C. LE FINANCEMENT DES 35 HEURES N'EST PAS ASSURÉ
La
réduction du temps de travail est l'autre priorité du
gouvernement en matière d'emploi. Il s'agit de
" promouvoir
l'emploi par la réduction négociée du temps de travail et
les allégements de charges sociales ".
Or, seuls 4,3 milliards de francs sont inscrits au budget de l'emploi pour 2000
au titre du passage aux " 35 heures ", alors que son coût est
estimé à 65 milliards de francs pour l'année prochaine.

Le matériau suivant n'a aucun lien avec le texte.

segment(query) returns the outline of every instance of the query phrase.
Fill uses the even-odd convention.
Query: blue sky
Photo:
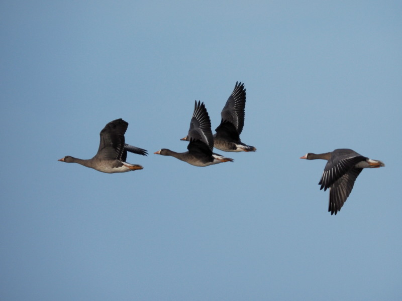
[[[402,4],[397,1],[0,4],[2,300],[397,300],[402,296]],[[255,153],[205,168],[236,81]],[[129,123],[141,171],[91,158]],[[350,148],[365,170],[337,216],[299,158]],[[229,156],[230,155],[230,156]]]

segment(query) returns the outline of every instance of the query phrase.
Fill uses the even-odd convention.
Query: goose
[[[246,107],[246,89],[244,84],[236,82],[232,94],[221,112],[221,124],[214,134],[214,147],[224,152],[255,152],[254,146],[248,145],[240,140],[240,133],[244,125]],[[187,136],[180,139],[187,140]]]
[[[339,148],[324,154],[309,153],[300,159],[328,161],[318,184],[324,191],[330,189],[328,211],[331,215],[341,210],[363,168],[385,166],[381,161],[369,159],[349,148]]]
[[[211,120],[204,102],[195,101],[187,136],[190,141],[187,146],[187,152],[176,153],[167,148],[162,148],[154,154],[173,157],[194,166],[208,166],[233,161],[233,159],[212,152],[214,138],[211,129]]]
[[[113,174],[125,173],[144,168],[141,165],[126,162],[127,152],[147,156],[147,151],[143,148],[125,143],[124,133],[128,123],[122,118],[111,121],[100,131],[100,142],[96,154],[90,159],[79,159],[70,156],[59,159],[58,161],[67,163],[78,163],[94,170]]]

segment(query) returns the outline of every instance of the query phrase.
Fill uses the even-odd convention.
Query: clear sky
[[[400,1],[0,2],[0,299],[400,300]],[[236,81],[255,153],[196,167],[195,100],[213,131]],[[144,166],[89,159],[122,118]],[[342,210],[318,183],[350,148]]]

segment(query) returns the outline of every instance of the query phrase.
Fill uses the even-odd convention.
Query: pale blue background
[[[402,3],[0,3],[0,299],[400,300]],[[213,129],[245,83],[256,153],[184,152],[194,100]],[[92,157],[130,123],[142,171]],[[351,148],[336,216],[299,157]],[[221,152],[218,152],[222,153]]]

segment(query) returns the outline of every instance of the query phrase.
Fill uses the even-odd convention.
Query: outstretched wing
[[[125,162],[126,160],[127,159],[127,152],[138,155],[142,155],[142,156],[148,156],[148,150],[146,149],[124,143],[124,150],[122,155],[122,161],[123,162]]]
[[[337,214],[346,201],[357,176],[363,170],[362,168],[352,168],[332,184],[330,188],[330,199],[328,211],[331,215]]]

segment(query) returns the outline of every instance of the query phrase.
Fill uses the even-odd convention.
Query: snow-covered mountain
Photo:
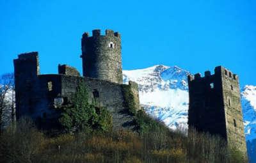
[[[172,129],[188,129],[188,71],[178,66],[156,65],[145,69],[124,70],[124,82],[139,84],[140,102],[151,116]],[[256,162],[256,86],[241,89],[242,109],[250,162]]]
[[[124,82],[139,84],[140,100],[150,116],[172,129],[188,128],[188,71],[178,66],[156,65],[123,71]]]

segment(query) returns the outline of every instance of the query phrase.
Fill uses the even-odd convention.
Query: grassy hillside
[[[2,132],[0,162],[245,162],[219,137],[192,132],[188,138],[163,127],[50,137],[24,118]]]

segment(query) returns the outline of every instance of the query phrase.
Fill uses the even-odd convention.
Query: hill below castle
[[[131,80],[139,84],[140,102],[149,115],[170,128],[186,131],[189,74],[177,66],[155,65],[124,70],[123,78],[124,83]],[[256,86],[243,86],[241,92],[248,155],[251,162],[256,162]]]

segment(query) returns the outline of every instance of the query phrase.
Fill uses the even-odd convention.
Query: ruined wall
[[[217,66],[213,75],[189,75],[188,82],[189,128],[220,135],[246,156],[237,75]]]
[[[76,68],[67,65],[59,65],[58,66],[58,70],[59,74],[72,76],[80,76],[80,73]]]
[[[246,153],[238,76],[223,67],[220,69],[223,84],[227,141],[229,144]]]
[[[13,60],[17,118],[32,111],[33,84],[40,74],[38,62],[37,52],[21,54]]]
[[[84,77],[122,84],[121,38],[118,33],[93,31],[92,36],[85,33],[82,38],[83,71]]]
[[[87,86],[90,102],[96,102],[99,106],[106,107],[112,114],[115,130],[132,130],[133,117],[126,111],[122,84],[90,77],[63,75],[61,77],[61,96],[69,97],[74,93],[82,80]]]
[[[205,72],[189,76],[189,128],[219,134],[226,139],[225,112],[221,93],[221,81],[218,73],[211,75]]]

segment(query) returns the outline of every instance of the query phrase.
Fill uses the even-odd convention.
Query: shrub
[[[61,108],[59,121],[67,132],[77,132],[93,129],[109,131],[112,128],[112,116],[104,107],[97,107],[88,102],[87,88],[81,82],[72,95],[71,102]]]

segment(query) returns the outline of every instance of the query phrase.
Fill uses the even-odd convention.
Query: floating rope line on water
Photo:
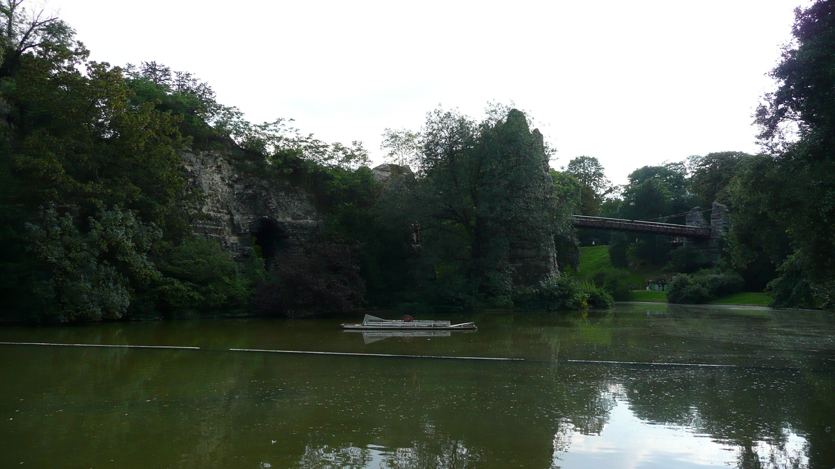
[[[58,344],[50,342],[0,342],[0,345],[56,345],[63,347],[109,347],[120,349],[175,349],[175,350],[200,350],[200,347],[182,347],[175,345],[113,345],[107,344]],[[205,349],[208,350],[208,349]],[[262,349],[229,349],[229,351],[256,351],[288,353],[300,355],[337,355],[347,356],[384,356],[399,358],[441,358],[446,360],[492,360],[498,361],[524,361],[524,358],[498,358],[492,356],[444,356],[436,355],[395,355],[383,353],[351,353],[351,352],[320,352],[306,350],[272,350]]]
[[[111,345],[107,344],[53,344],[48,342],[0,342],[3,345],[58,345],[63,347],[111,347],[119,349],[180,349],[200,350],[200,347],[178,347],[175,345]]]
[[[493,360],[497,361],[524,361],[524,358],[498,358],[493,356],[444,356],[439,355],[396,355],[388,353],[317,352],[305,350],[268,350],[261,349],[229,349],[232,351],[260,351],[272,353],[294,353],[301,355],[339,355],[347,356],[383,356],[394,358],[442,358],[446,360]]]
[[[703,366],[711,368],[739,368],[736,365],[708,365],[706,363],[664,363],[657,361],[606,361],[604,360],[566,360],[570,363],[597,363],[603,365],[650,365],[656,366]]]

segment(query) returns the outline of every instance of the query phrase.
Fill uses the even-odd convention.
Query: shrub
[[[770,306],[777,308],[812,308],[816,305],[812,285],[806,280],[797,255],[790,255],[777,269],[780,276],[768,282],[766,293],[772,297]]]
[[[589,306],[608,309],[615,305],[615,298],[605,289],[590,282],[581,282],[579,286],[580,292],[586,295],[586,303]]]
[[[711,298],[711,290],[704,285],[694,281],[686,274],[676,275],[670,284],[667,301],[670,303],[706,303]]]
[[[692,246],[680,246],[670,251],[671,260],[665,267],[671,272],[691,274],[711,266],[711,258],[701,250]]]
[[[185,240],[159,263],[159,270],[164,277],[156,282],[152,294],[165,317],[236,312],[249,302],[250,280],[213,240],[195,235]]]
[[[677,275],[670,284],[670,303],[706,303],[714,298],[742,291],[745,281],[734,270],[706,269],[692,275]]]
[[[614,300],[605,290],[590,282],[578,282],[568,277],[550,277],[539,286],[520,289],[514,295],[514,304],[523,310],[554,311],[579,310],[590,305],[609,308]]]

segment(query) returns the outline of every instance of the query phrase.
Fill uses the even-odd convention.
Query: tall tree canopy
[[[504,108],[477,123],[438,109],[422,135],[418,177],[389,206],[404,223],[418,222],[436,295],[472,306],[554,274],[554,235],[568,213],[525,114]]]
[[[794,43],[772,72],[777,90],[757,113],[772,156],[747,166],[733,184],[731,242],[750,260],[752,226],[786,233],[817,299],[835,304],[835,2],[795,11]],[[792,140],[787,131],[795,130]],[[750,223],[745,221],[749,220]],[[780,255],[779,251],[773,253]],[[783,258],[787,259],[787,258]],[[793,272],[797,270],[792,267]],[[786,270],[787,271],[787,270]]]

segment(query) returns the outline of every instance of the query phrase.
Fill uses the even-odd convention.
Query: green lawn
[[[721,298],[716,298],[710,301],[711,303],[724,303],[726,305],[752,305],[754,306],[767,306],[772,302],[772,297],[767,293],[752,293],[743,291],[742,293],[734,293]]]
[[[646,286],[647,279],[659,276],[655,270],[652,267],[640,273],[618,269],[612,265],[609,259],[609,246],[583,246],[579,249],[579,270],[576,275],[581,280],[590,280],[598,272],[605,272],[609,277],[622,277],[619,282],[623,284],[622,286],[631,285],[633,289],[638,289]]]
[[[657,303],[666,303],[667,292],[646,291],[645,290],[633,290],[632,301],[655,301]]]

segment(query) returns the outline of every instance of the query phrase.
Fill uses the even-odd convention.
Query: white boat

Votre rapporteur spécial souhaiterait rappeler les modalités du
financement des 35 heures telles qu'elles étaient prévues par le
gouvernement. Dans son projet initial
Elles sont relativement complexes car elles reposent en grande partie sur
les dispositions du projet de loi de financement de la sécurité
sociale pour 2000, et, surtout, sur un raisonnement postulant le succès
du le passage aux 35 heures, le dispositif s'autofinançant en partie.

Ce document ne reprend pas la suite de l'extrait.